As it stands I instantiate it in the @main in the TestApp.swift, like this:

@main
struct TestApp: App {
    var body: some Scene {
        WindowGroup {
            ContentView(pollUdp: PollUDP())
        }
    }
}

But I surmise that having the ContentView own it is better.

I'm mostly amazed I managed to get it going as far as this in a week. That includes compiling a Rust salsa20 decoding (a special doohickey) framework to handle the data received by the UDP connection. I was unable to get a pre-existing salsa20 implementation to work properly with my limited understanding of the intricacies of Swift (possibly related to me being on an older version of Xcode and Swift), so I am happy with the progress at least :D

1      

Something that you may or may not already know. The return keyword is actually unnecessary in these...
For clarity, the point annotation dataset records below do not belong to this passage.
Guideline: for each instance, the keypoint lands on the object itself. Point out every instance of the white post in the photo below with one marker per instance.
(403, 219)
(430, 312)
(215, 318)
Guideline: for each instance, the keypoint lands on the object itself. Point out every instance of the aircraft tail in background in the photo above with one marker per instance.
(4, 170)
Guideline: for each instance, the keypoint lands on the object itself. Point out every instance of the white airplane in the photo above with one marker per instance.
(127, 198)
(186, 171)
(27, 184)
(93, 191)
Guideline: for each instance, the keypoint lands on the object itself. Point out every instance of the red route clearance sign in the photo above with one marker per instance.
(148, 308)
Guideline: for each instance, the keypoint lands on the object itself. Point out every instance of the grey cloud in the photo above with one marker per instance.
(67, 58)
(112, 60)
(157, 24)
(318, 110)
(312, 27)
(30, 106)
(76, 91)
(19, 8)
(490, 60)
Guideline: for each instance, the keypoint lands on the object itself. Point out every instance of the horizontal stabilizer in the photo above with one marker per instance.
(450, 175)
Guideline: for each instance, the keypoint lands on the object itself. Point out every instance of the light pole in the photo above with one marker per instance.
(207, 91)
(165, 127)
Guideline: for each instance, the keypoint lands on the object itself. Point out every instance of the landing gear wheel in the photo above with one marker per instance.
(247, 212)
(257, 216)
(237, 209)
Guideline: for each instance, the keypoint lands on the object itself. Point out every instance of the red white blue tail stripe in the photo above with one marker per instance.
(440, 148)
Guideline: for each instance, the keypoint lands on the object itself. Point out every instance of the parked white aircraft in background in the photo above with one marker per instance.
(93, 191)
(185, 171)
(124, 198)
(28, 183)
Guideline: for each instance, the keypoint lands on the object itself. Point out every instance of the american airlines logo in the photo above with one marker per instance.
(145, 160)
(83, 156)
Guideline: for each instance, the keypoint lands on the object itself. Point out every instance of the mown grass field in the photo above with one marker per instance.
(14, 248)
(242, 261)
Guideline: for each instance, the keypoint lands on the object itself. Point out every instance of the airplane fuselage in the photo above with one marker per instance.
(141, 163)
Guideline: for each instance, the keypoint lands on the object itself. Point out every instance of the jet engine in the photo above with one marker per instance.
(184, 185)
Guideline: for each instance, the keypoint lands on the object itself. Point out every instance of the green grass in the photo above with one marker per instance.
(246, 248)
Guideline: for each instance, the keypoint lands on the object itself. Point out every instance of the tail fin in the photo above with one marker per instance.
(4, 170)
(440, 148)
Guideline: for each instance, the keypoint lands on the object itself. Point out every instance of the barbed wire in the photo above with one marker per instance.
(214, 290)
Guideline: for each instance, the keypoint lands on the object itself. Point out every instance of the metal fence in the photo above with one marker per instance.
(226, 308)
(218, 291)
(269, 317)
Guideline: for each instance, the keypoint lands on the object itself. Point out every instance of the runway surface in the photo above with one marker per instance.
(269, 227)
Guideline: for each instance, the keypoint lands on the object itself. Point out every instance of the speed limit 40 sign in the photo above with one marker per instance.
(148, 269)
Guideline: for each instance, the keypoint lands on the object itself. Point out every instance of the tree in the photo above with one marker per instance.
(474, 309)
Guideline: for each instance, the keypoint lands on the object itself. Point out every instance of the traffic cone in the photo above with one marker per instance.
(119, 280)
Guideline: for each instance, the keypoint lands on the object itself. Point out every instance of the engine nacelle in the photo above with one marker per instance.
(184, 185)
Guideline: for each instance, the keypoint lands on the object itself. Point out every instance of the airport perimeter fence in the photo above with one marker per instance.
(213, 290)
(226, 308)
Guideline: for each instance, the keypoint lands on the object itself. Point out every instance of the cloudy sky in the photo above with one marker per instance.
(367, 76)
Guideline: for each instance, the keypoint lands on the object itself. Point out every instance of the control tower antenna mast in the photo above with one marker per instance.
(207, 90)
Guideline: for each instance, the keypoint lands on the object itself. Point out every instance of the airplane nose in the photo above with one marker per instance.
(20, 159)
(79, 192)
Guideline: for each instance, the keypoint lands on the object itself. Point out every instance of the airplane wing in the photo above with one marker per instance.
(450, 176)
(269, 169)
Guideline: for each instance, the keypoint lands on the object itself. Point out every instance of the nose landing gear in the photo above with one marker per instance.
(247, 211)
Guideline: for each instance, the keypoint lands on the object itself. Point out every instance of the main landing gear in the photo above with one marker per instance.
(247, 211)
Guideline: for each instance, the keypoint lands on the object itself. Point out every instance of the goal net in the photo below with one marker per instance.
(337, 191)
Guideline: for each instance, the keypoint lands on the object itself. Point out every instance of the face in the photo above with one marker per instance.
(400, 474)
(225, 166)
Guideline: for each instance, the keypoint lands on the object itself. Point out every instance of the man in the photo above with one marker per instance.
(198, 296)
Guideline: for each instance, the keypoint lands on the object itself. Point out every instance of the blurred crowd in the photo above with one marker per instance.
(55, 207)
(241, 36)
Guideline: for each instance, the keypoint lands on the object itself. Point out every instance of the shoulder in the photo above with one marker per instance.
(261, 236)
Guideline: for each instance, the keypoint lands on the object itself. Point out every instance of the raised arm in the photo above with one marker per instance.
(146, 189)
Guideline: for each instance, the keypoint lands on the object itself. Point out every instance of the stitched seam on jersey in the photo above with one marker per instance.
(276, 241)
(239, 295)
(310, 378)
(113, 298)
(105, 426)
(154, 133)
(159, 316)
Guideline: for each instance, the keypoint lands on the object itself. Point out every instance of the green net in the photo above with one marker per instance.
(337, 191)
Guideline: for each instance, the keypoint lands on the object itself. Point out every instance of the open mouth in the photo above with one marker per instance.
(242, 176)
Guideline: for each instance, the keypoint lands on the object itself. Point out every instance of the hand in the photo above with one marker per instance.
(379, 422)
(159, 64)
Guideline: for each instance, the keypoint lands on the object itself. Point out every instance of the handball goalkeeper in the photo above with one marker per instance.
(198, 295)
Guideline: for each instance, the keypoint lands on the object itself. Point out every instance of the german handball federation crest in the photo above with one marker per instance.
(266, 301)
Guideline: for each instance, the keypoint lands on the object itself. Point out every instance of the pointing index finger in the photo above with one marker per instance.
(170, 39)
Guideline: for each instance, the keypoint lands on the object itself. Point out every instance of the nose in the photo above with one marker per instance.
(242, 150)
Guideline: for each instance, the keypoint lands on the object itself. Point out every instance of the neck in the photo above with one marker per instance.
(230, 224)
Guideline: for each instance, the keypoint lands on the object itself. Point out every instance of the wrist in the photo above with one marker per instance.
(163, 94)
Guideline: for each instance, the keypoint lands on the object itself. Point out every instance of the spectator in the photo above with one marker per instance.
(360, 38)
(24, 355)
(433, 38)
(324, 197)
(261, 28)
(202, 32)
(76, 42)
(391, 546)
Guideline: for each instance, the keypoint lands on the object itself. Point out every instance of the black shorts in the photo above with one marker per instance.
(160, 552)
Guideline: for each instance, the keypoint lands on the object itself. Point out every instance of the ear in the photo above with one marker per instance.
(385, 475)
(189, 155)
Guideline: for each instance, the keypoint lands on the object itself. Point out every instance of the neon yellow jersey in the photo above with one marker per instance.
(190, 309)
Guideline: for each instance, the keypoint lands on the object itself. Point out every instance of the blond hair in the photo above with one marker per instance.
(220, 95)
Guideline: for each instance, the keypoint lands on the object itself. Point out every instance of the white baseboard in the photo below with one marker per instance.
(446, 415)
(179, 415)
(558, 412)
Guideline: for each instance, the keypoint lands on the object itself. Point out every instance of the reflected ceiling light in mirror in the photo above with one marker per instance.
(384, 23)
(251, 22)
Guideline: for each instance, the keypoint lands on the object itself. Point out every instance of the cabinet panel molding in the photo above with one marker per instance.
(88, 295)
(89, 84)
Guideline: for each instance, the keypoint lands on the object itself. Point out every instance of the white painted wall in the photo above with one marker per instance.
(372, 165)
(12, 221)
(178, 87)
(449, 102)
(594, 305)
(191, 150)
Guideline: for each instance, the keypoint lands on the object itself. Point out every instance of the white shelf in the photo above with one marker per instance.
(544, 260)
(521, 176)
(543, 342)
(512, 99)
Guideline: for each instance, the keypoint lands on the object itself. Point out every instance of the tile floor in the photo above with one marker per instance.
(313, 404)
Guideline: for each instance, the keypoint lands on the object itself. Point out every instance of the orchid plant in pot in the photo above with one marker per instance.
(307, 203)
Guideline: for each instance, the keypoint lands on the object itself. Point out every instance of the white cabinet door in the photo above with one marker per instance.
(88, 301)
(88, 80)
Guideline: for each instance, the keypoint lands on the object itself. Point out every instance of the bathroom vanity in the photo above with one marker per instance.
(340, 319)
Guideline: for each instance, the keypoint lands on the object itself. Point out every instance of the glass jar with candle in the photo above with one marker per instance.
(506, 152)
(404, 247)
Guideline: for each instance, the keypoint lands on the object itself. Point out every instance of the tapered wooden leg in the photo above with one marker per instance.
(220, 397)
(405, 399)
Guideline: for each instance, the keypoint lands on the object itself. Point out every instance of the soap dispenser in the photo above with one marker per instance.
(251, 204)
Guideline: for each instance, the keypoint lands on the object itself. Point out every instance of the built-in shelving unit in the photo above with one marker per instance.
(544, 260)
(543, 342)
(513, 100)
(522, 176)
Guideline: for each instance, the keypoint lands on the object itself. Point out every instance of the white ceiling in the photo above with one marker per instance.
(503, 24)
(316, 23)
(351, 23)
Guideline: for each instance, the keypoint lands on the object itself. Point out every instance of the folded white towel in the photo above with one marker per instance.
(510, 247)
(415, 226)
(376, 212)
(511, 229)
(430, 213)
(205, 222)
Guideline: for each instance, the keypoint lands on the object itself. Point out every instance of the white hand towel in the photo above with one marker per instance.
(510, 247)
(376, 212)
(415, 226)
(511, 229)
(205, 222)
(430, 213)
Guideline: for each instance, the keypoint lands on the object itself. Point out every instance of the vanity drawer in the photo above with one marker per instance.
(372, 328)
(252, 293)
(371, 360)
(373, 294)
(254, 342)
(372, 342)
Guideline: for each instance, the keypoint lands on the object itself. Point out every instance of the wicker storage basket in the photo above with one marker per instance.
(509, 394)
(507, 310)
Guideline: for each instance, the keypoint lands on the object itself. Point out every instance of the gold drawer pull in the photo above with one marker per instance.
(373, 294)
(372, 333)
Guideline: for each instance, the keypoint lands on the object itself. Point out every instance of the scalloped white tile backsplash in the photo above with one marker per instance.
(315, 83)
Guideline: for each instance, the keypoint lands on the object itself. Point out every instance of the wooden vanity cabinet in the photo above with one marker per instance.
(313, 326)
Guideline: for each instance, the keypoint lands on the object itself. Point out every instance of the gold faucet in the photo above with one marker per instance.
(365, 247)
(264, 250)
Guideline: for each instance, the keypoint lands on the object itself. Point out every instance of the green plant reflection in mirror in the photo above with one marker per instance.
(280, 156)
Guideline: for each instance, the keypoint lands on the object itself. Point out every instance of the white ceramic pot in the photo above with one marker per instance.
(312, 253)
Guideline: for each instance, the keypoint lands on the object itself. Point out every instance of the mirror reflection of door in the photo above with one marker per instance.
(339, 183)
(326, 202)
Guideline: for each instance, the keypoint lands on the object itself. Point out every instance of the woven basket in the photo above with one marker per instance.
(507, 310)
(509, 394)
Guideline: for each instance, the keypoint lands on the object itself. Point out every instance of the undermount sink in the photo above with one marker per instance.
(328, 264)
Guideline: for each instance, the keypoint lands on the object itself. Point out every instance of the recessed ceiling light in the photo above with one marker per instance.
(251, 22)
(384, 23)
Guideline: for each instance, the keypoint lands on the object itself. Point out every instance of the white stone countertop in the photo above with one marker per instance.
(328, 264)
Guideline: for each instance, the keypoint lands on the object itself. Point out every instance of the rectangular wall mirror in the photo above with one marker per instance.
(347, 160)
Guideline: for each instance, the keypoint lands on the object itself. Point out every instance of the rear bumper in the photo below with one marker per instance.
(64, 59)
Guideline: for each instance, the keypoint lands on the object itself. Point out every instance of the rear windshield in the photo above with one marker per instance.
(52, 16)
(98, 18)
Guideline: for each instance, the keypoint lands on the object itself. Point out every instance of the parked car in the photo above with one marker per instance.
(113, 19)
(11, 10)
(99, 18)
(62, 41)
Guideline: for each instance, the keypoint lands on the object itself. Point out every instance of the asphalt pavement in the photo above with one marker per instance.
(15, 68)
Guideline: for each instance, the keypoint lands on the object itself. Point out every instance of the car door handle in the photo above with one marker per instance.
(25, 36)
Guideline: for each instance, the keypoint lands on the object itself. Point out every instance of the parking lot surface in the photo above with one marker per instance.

struct RawIntegerView : View {
    @Binding var value : UInt32
    var body: some View {
        return Text(String(value))
    }
}
struct Percent1DigitView : View {
    @Binding var value : Float32
    var body: some View {
        return Text(String(format: "%.1f%%", value))
    }
}
struct Percent2DigitView : View {
    @Binding var value : Float32
    var body: some View {
        return Text(String(format: "%.2f%%", value))
    }
}

In Swift, if you have a closure that is supposed to return a value, and you only have one line of code in that closure, it will automatically assume that the value expressed in that one line of code is the value that should be returned.

What you have written isn't really wrong. But, just thought I'd point it out in case you didn't know. So you could write it like this...

struct RawIntegerView : View {
    @Binding var value : UInt32
    var body: some View {
        Text(String(value))
    }
}
struct Percent1DigitView : View {
    @Binding var value : Float32
    var body: some View {
        Text(String(format: "%.1f%%", value))
    }
}
struct Percent2DigitView : View {
    @Binding var value : Float32
    var body: some View {
        Text(String(format: "%.2f%%", value))
    }
}

2      

Indeed @Fly0strich, now that you mention it, I kind of knew that already. But thanks for pointing it out, and as you say; not wrong, but I may as well do it the conventional way from the get-go. Harder to get rid of bad coding habits later on.

Having too many various programming languages stored away, it gets you sometimes :D

My mind is too single-threaded in these multi-threaded times!